Yesterday morning twelve-year-old Jasmine Murphy, a red fabric flower woven into her hair, stood in front of a bus full of reporters, TV news correspondents and their cameramen, Chicago Teachers Union officials and other activists, congressmen and aldermen, and told them what it was like when the school she loved was closed. "It was emotional for me. If we were struggling during class, we had tutoring …. We had our teachers' numbers. Home numbers, cell numbers, we could call them any time, no matter when it was—one o'clock in the morning—and they would help us with our work."

She pauses, and now she is crying. "I just really miss it."
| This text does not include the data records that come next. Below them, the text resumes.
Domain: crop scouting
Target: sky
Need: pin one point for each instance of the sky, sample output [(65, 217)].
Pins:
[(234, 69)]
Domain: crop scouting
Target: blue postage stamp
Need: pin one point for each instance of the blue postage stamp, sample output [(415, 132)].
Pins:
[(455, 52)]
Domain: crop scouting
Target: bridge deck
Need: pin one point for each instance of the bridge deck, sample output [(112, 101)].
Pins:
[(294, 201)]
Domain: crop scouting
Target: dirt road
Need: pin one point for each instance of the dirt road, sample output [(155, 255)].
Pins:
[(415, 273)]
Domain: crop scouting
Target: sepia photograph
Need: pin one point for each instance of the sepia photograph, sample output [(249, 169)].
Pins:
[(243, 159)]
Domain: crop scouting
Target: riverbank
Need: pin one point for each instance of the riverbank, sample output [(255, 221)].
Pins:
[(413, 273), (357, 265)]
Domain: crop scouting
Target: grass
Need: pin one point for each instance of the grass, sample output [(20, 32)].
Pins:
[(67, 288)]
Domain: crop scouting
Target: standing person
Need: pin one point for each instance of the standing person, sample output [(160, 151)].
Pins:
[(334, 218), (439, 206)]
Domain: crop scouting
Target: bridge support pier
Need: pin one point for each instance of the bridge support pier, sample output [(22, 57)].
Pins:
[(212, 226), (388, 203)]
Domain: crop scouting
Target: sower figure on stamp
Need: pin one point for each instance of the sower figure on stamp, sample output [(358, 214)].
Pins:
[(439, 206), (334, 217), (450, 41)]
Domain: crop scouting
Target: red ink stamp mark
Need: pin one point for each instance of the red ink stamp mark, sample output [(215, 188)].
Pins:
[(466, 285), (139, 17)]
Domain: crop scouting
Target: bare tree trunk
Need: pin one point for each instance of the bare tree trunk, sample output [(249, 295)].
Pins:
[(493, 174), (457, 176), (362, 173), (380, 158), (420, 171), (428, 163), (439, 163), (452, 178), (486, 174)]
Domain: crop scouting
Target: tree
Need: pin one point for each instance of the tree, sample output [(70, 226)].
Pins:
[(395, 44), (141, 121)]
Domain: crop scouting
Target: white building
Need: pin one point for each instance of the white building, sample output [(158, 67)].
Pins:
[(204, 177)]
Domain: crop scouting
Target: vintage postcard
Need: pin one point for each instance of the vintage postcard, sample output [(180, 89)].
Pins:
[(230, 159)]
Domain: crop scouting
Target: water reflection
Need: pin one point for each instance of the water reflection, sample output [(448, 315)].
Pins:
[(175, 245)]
When the Chicago Public Schools' former CEO Jean-Claude Brizard asked the school board to close Guggenheim Elementary in 2011 he called it one of the system's schools that are "so far gone that you cannot save them." That doesn't seem to have been Jasmine Murphy's experience: educated at Guggenheim since kindergarten, she maxed out on the state's standardized test, and was accepted for next year at a high school with a rigorous International Baccalaureat program. Brizard's claim, in fact, speaks to one of the biggest reasons so many parents here in nation's third largest city so distrust their school system: the shifting rationales for the bewildering, whiplash-inducing destabilizations it insists on visiting upon their children, at some schools literally every other year, in the name of "reform." For today, the explanation (sold to the Chicago public via TV commercials paid for by the Walton Foundation) for the biggest one-time school closing in the history of the United States—fifty-three schools—is the statistically dubious one about "underutilization" of school buildings.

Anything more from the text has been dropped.